So many of us have had this experience... when I read this passage today, I felt literally dizzy with exoneration and relief.

Dr. Stout begins from the premise that sociopaths are devoid of conscience, but builds on this to demonstrate that, being devoid of conscience, they are also utterly devoid of emotion, and especially impoverished in that they are utterly incapable of love. Their lives are boring, lacking any emotional texture or richness, and as a result they often resort to drugs or extreme risktaking behavior to fill the void. Thus, although their lack of scruples may lead to some degree of material success, they do not 'live well' and they tend not to die well... their old age is usually horrible beyond belief.

She describes several common subtypes of noncriminal psychopath, but most importantly, she describes the 'tell' - the set of behaviors that are a highly reliable indicator that someone is psychopathic. This 'tell' is something that many people have difficulty in perceiving clearly, tend to be 'sucked in' by. It is, in fact, something that many of us have been trained to comply with by abusers in our families of origin, or elsewhere: PITY for our abusers.

"Pity ... should be reserved for innocent people who are in genuine pain or who have fallen on misfortune. If, instead, you find yourself often pitying someone who consistently hurts you or other people, and who actively campaigns for your sympathy, the chances are close to 100 percent that you are dealing with a sociopath."

That's it, in a nutshell. Beware the person who wounds and betrays you, and then portrays themselves as the greater victim, and expects you to comfort THEM for having harmed YOU. They are inviting you to join forces with them against yourself, and laughing all the way.

And she does not simply describe and deplore the problem - which is the frustrating reality of so many self-help books - she actually offers thirteen specific points for action. I won't summarize all of them here, but I do want to touch upon three of them.

Her eighth point is... NO CONTACT. She makes the point that "Sociopaths live completely outside of the social contract, and therefore to include them in relationships ... is perilous."

Her ninth point is a strong recommendation to pity with care... not to give away pity easily, and not to be manipulated into pitying our abusers.

Her tenth point is... let go. GIVE UP. Or, as she puts it, "Do not try to redeem the unredeemable." ... "If you ... want to help people, then help only those who truly want to be helped. I think you will find this does not include the person who has no conscience."

I will leave points one to seven and eleven to thirteen for people to discover during their own exploration, and will discuss only one more aspect of this incredible book.

Dr. Stout makes an interesting differentiation between narcissists and sociopaths.

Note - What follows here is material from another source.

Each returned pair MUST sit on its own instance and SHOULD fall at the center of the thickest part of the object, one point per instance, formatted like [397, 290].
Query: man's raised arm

She considers a narcissist to be halfway to sociopathy, but does not perceive all narcissists as wholly sociopathic. In her view, narcissists have a full range of emotions, but only as they apply to themselves; they are devoid of empathy, and cannot envision others experiencing the same emotions, on their own behalfs, with equal validity or even an equal right to these feelings. Sociopaths, on the other hand, are devoid not only of empathy, but of conscience, and are essentially dead emotionally, except for primitive rage and 'the excitement of the kill' [which, for noncriminals, equates to abuse, theft, sabotage of someone's career, soiling of someone's relationship by seducing their husband or wife, etc. - essentially, an addiction to cruelty].

I have reached the conclusion, for myself, that this distinction is actually fairly minor; as far as I am concerned, a narcissist is basically a sociopath who happens to have feelings for themselves. But that is my conclusion, not hers.

This is a truly remarkable book. It is well written, well organized, eminently readable, and eminently sane. Dr. Stout clearly cares deeply about the impact of unrecognized sociopathy on our society and on individual people within that society... and has laid out the heart of her own life's work in these pages, as a gift, that others might learn and find ways to protect and heal themselves.